Astronauts to lecture and movies to be screened during Israel Space Week

Space Week events running through February 2 in memory of Israel's sole astronaut Ilan Ramon.

ASTRONAUT ILAN RAMON IN NASA PORTRAIT 370 (photo credit: REUTERS/NASA NASA)
ASTRONAUT ILAN RAMON IN NASA PORTRAIT 370
(photo credit: REUTERS/NASA NASA)
Israel Space Week began on Sunday with various events, such as school lectures by US astronauts.
Additional events included an invitation-only photographic exhibition on space at the Tel Aviv port, the showing of films at the Tel Aviv and Jerusalem Cinematheques, family activities and sightings of the stars.

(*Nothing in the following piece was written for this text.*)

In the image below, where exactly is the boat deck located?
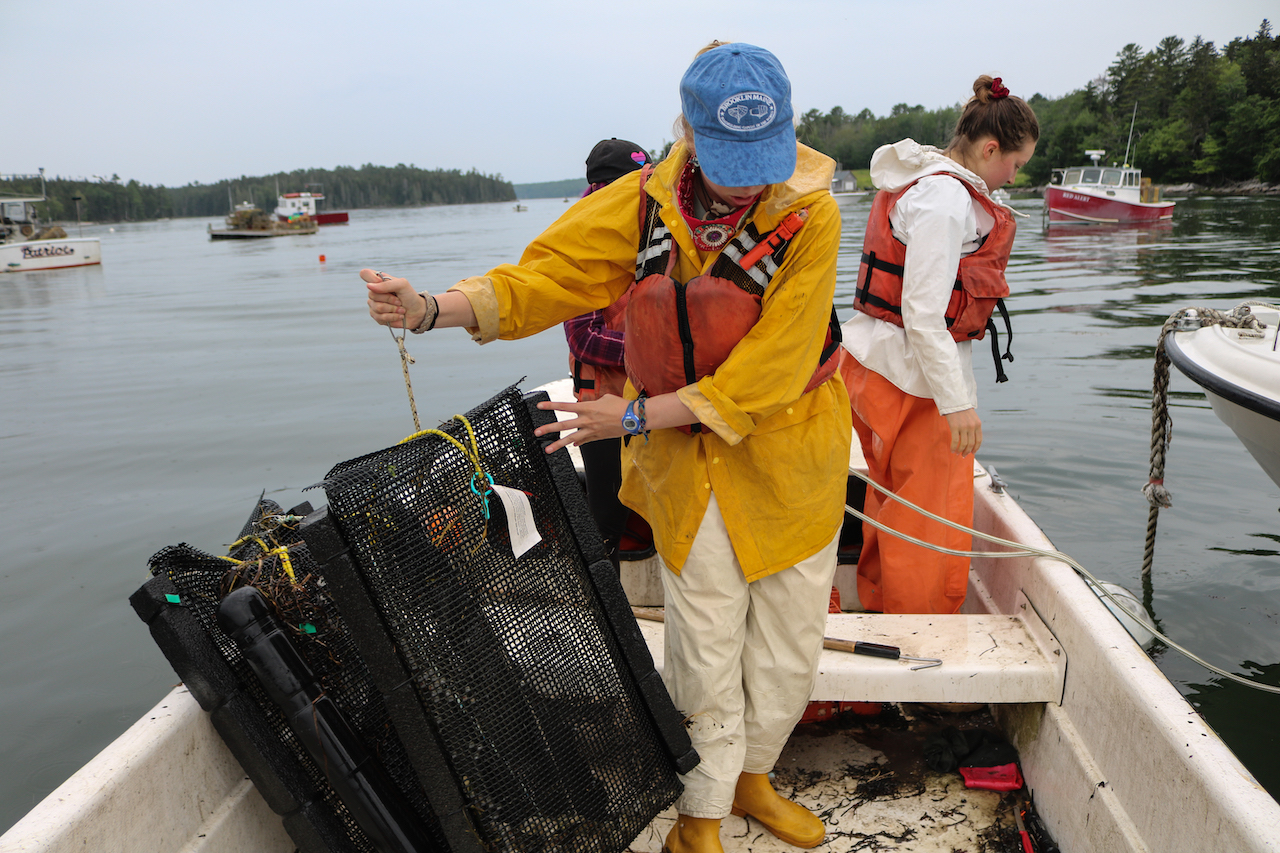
[628,704,1020,853]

The events will continue until February 2 in memory of Israel’s first and so far only astronaut, the late Columbia shuttle Col.
Ilan Ramon.
Most of the events, held in cooperation with the Science, Technology and Space Ministry and the Education Ministry, are open free to the public.

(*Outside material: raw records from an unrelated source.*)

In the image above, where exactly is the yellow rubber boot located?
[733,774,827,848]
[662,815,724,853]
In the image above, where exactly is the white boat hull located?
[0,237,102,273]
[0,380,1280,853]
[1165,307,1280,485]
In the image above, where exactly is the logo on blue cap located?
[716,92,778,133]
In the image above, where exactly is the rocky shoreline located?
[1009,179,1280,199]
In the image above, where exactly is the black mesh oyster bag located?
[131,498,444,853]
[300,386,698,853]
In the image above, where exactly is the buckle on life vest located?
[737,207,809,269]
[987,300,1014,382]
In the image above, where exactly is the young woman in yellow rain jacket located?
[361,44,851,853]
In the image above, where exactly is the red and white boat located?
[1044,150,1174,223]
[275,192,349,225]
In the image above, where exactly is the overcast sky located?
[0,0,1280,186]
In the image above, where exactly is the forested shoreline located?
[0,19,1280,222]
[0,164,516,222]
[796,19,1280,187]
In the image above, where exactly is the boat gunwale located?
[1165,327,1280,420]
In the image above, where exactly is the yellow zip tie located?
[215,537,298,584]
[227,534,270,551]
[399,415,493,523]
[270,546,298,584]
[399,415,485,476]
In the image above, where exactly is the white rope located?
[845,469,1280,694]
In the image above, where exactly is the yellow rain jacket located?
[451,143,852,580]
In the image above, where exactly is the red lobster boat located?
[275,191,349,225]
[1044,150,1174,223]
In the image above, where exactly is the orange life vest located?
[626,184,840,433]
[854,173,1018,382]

School pupils will be exposed to subjects they ordinarily do not hear about – including tiny satellites, space mining, electro- optics, technologies for researching migrating birds and the search for planets.
Some 4,800 classrooms with 150,000 pupils around the country will be the site of special lessons.

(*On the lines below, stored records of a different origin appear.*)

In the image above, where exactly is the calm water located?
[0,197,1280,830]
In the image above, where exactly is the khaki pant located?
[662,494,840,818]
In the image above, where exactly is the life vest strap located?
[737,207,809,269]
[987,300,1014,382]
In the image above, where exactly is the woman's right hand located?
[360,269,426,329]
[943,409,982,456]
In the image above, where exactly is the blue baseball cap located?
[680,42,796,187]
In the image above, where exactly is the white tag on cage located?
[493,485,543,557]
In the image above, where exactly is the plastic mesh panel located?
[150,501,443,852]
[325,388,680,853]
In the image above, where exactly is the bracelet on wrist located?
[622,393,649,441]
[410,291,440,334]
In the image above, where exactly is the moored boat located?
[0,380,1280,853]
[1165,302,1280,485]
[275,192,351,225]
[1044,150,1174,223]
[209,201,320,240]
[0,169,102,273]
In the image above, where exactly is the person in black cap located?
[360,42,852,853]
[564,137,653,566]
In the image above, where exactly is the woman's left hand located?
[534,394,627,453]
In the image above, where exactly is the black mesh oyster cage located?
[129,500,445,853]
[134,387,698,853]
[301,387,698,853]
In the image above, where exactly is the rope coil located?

In addition, an educational conference on space will be held in Tel Aviv, with 300 teachers participating.
The Tel Aviv photographic exhibition will include photographs taken by Bezalel School of Art students.
Participants will, for the first time, be able to try out Google Glass spectacles to view interactive astronomical phenomenon and to wear a virtual reality helmet called Oculus Rift.
Among the lecturers, in a number of public places, will be Anna Lee Fisher of the US National Aeronautics and Space Administration and Paolo Nespoli of the European Space Agency, who arrived specially for Israel’s Space Week.
They will discuss the International Space Station and life in space.
The Israel Space Agency and Ynet’s Facebook pages will be accessible for those interested in sending questions, online, to the astronauts.
The Jerusalem Cinematheque will screen the movie Apollo 13, accompanied by a lecture on space, and the Tel Aviv Cinematheque will show the new movie Gravity, along with a lecture on the development of the modern space suit.